Monday, October 23, 2017

Birth-death model-fitting using phytools

The following is some code to compute the likelihood & to fit a simple birth-death model to the branching times on a phylogeny, allowing an incomplete sampling fraction.

The likelihood function is based on Stadler (2012). Thanks to Luke Harmon for pointing me in the right direction for this.

This doesn't do anything not already available in R, but my intention is to use it to make a ratebytree function for comparing the diversification rates (speciation &/or extinction) between trees. In fact, I'm going to check it against birthdeath in ape and make.bd in diversitree to verify that it is working correctly.
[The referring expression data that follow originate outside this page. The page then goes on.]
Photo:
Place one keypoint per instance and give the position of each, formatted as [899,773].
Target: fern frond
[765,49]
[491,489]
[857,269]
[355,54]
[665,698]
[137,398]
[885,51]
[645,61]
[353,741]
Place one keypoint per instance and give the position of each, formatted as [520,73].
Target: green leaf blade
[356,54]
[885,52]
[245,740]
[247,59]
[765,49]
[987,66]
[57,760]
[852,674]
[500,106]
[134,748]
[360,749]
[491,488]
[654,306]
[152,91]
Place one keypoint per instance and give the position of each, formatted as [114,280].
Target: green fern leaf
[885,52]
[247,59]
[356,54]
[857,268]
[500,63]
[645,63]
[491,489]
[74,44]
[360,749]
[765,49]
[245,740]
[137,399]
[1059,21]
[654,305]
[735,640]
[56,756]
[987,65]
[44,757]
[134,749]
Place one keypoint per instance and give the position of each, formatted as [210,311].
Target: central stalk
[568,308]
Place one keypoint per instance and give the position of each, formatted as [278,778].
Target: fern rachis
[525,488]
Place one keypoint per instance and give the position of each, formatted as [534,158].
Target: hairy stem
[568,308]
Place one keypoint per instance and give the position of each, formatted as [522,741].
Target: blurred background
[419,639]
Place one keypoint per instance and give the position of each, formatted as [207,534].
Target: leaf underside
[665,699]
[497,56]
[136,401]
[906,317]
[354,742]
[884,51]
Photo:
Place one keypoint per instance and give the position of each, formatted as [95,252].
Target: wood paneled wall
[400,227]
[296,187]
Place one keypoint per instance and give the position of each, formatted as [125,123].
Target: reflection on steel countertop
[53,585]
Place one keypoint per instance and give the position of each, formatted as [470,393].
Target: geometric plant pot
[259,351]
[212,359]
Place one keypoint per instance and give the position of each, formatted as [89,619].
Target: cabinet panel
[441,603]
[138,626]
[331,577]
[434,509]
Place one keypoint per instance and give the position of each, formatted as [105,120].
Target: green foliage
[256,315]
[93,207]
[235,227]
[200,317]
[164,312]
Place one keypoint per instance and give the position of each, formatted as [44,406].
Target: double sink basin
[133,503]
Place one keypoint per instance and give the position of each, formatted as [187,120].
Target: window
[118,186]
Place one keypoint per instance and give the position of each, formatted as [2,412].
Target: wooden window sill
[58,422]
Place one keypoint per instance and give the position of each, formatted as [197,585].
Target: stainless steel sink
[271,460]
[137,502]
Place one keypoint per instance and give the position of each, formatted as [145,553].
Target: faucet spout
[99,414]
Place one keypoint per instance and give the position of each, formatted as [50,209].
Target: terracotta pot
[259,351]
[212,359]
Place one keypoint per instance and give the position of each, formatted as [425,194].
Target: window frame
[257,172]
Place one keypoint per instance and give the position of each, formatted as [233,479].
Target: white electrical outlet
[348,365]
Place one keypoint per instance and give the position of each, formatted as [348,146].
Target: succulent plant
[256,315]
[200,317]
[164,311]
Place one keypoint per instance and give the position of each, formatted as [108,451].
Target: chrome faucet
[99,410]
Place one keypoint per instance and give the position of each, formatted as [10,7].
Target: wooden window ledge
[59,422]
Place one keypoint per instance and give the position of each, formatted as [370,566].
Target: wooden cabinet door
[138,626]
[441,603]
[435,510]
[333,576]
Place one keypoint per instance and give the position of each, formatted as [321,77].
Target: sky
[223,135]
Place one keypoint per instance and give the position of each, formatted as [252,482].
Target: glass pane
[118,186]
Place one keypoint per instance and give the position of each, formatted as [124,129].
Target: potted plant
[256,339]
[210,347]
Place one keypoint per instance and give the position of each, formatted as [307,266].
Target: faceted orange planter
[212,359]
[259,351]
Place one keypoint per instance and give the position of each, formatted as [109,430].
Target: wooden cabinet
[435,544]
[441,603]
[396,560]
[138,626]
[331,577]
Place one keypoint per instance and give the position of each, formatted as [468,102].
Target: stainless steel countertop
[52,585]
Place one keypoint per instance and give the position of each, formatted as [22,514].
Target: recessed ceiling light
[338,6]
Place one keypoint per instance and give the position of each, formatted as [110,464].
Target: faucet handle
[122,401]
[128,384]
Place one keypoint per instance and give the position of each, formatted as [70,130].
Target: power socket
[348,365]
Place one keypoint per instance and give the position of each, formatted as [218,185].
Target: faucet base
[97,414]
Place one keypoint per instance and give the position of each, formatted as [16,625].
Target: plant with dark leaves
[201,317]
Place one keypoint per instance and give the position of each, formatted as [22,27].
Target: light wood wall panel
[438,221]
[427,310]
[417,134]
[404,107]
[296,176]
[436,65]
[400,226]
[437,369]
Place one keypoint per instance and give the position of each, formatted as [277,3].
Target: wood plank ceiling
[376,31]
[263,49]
First, here are the functions I will use:

lik.bd<-function(theta,t,rho=1,N=NULL){
    lam<-theta[1]
    mu<-theta[2]
    if(is.null(N)) N<-length(t)+1
    p0ti<-function(rho,lam,mu,t)
        1-rho*(lam-mu)/(rho*lam+(lam*(1-rho)-mu)*exp(-(lam-mu)*t))
    p1ti<-function(rho,lam,mu,t)
        rho*(lam-mu)^2*exp(-(lam-mu)*t)/(rho*lam+(lam*(1-rho)-mu)*exp(-(lam-mu)*t))^2
    lik<-2*log(p1ti(rho,lam,mu,t[1]))-2*log(1-p0ti(rho,lam,mu,t[1]))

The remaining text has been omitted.